Joseph Hazelton: Honestly, I think the U.S. will probably have the least regulatory one, at least from our standpoint, we obviously — we have a GRAS-certified organism. We got that in 2009. So we’re using self-affirmed GRAS pathway for these products. Inzymes, they filed their self-affirmed grass this year, and they’re already commercializing their bovine chymosin. And we’ll use the same process for alpha-lactalbumin. So I think the U.S. market, again, at least now is a little more regulatory friendly than the EU. But I definitely — that obviously could change tomorrow. But I think with the demand for protein and the demand for more specialized and cleaner nutrition, I don’t see significant regulatory changes in the short term. Mark?

Mark Emalfarb: Yes. And I think that if you recall, BASF has their own GRAS approvals in the EU and U.S. on the [indiscernible] technology platform. But it’s interesting because with the situation in the Gulf with Fermbox and the Inzymes that turns biomass into sugars, renewable fuels and chemicals are potentially back in vogue and people paying attention because we can’t rely on oil. And so I think that our positioning and with our technology depth of this is ideally suited to turn biomass into sugar, and we’ve already reentered that space with Fermbox, and they and us are trying to expand that as the situation in the Gulf continues to fester.

Operator: There are no further questions at this time. And I will now turn the call back over to Dyadic’s President and COO, Joe Hazelton, for closing remarks.

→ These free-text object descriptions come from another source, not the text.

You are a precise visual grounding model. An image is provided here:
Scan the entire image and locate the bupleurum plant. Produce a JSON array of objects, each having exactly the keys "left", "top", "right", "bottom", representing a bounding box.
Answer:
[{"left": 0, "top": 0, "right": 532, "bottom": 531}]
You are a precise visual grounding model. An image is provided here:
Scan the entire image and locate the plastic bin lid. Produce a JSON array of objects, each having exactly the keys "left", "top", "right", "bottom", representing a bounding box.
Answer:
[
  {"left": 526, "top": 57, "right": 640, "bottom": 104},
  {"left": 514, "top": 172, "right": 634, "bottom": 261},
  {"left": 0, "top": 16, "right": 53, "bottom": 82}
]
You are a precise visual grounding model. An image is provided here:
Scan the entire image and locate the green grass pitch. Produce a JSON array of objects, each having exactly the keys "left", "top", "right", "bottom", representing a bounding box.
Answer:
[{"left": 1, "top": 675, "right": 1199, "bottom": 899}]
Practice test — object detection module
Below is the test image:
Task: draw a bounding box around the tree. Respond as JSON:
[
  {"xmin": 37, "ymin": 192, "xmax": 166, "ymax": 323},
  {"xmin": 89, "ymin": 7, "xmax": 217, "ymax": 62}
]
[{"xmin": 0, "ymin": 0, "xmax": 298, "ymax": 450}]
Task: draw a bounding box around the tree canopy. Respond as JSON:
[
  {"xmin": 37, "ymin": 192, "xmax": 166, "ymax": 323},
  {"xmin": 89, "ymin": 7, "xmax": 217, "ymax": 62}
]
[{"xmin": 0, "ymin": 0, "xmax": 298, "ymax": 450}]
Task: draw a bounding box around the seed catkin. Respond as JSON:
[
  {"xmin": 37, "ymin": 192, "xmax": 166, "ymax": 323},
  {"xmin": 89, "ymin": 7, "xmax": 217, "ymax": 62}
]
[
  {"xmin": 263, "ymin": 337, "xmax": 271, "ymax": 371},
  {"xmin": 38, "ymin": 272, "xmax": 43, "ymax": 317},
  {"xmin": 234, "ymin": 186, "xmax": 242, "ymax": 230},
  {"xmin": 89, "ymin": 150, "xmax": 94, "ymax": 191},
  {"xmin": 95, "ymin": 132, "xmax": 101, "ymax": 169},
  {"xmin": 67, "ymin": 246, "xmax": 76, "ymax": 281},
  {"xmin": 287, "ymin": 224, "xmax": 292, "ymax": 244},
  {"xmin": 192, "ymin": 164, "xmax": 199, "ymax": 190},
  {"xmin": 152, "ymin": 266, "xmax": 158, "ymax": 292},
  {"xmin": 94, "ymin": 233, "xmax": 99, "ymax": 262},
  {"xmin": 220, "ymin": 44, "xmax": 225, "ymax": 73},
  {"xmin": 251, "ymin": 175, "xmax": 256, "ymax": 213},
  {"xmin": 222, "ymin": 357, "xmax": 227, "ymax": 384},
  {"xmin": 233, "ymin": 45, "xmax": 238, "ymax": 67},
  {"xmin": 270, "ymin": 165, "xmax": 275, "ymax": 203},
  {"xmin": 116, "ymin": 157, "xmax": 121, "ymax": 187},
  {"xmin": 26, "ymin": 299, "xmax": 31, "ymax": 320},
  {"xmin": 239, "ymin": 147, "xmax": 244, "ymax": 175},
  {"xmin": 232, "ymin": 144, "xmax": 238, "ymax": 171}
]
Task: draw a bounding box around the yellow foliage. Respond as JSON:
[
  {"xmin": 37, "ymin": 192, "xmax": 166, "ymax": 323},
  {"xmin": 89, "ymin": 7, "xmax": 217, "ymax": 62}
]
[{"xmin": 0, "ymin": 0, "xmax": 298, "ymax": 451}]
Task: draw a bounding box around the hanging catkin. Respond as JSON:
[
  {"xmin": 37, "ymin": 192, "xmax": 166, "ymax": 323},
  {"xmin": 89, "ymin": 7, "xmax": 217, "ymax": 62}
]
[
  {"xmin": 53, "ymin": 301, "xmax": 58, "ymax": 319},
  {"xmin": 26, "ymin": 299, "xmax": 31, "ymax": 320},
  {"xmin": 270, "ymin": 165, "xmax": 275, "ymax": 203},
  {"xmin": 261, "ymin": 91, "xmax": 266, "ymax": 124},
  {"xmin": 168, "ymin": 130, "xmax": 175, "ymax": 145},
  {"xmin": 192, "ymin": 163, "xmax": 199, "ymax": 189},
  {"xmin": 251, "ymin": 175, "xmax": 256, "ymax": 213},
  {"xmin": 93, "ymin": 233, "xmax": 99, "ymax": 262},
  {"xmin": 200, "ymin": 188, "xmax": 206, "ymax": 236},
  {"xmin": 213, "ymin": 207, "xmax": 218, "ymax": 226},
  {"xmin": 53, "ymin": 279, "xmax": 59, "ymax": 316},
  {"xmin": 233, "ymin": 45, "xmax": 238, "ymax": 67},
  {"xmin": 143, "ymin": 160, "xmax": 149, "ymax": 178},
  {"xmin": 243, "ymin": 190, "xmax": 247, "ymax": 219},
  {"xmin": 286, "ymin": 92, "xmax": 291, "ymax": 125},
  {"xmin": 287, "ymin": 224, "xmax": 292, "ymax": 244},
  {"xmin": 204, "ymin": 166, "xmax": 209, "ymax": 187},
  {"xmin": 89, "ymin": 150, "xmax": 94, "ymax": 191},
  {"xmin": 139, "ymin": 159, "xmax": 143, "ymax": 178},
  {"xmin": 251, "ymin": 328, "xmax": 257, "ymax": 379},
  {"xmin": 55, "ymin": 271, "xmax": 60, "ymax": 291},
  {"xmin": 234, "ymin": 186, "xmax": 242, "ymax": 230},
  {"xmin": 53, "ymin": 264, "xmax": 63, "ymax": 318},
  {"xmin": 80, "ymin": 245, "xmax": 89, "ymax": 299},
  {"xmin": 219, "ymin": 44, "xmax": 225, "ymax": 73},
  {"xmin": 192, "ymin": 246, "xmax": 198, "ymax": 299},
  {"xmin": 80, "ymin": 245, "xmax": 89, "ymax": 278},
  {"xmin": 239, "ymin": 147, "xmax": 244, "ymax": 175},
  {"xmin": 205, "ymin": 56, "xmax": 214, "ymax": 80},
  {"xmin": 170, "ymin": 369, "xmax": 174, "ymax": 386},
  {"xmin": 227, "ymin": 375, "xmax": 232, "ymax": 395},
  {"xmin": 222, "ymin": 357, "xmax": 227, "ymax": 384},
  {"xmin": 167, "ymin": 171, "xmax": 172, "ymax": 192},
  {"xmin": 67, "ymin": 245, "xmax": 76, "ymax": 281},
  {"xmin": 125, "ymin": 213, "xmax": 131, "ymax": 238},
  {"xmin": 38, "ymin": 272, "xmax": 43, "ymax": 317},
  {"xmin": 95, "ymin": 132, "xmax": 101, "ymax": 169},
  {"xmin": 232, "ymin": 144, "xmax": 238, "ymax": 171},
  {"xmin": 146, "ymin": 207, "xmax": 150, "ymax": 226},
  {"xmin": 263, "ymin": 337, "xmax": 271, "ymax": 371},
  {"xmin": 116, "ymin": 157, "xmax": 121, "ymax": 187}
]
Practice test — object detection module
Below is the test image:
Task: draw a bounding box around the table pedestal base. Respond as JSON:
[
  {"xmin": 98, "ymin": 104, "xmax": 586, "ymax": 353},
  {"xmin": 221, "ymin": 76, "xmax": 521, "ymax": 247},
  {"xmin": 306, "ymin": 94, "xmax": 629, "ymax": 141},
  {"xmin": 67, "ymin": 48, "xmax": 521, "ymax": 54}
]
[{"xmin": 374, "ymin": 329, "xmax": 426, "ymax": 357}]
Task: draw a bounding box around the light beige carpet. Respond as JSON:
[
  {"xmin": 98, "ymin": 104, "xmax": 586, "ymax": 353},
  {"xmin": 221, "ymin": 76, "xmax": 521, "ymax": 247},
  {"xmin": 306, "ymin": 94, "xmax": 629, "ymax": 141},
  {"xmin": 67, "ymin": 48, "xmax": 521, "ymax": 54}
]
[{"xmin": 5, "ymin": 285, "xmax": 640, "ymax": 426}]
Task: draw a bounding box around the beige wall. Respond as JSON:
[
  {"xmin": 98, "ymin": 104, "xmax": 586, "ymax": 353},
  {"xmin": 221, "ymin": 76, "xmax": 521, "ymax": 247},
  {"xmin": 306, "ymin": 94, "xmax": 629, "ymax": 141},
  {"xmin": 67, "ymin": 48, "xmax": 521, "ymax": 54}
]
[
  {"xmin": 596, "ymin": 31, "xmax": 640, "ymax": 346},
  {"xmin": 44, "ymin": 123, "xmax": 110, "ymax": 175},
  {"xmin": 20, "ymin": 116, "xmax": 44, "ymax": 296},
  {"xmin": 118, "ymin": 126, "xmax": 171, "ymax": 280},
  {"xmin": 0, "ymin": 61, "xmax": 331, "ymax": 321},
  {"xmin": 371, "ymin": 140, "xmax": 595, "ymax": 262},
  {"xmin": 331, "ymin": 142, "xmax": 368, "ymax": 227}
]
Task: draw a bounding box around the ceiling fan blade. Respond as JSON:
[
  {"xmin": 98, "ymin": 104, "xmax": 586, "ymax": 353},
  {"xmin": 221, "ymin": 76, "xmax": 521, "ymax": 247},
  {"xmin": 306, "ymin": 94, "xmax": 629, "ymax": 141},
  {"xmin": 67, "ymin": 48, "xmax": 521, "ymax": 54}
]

Joseph Hazelton: Thank you. As we close, I want to emphasize what we believe is most important. Dyadic today is no longer simply developing technology platforms. We are increasingly commercializing products, supporting customers, expanding partnerships and building recurring revenue opportunities across multiple markets. We’re seeing growing interest in our technologies, increasing commercial activity across our partner network and encouraging early signs of market adoption as products move from development into commercial channels. While we still have important execution work ahead, we believe the progress achieved over the past year has significantly strengthened the business and positioned us for continued operational and commercial advancement.

Our focus is now straightforward, continuing scaling product sales, expand strategic partnerships and distribution channels, support customer adoption and maintain the disciplined operating approach that has allowed us to extend our runway while continuing to build the business responsibly. We remain confident about the opportunities ahead and appreciate the continued support of our shareholders, partners and employees as we continue executing our strategy. Thank you, and we look forward to updating you on our continued progress.

Operator: Thank you. This concludes today’s conference. You may disconnect your lines at this time, and we thank you for your participation.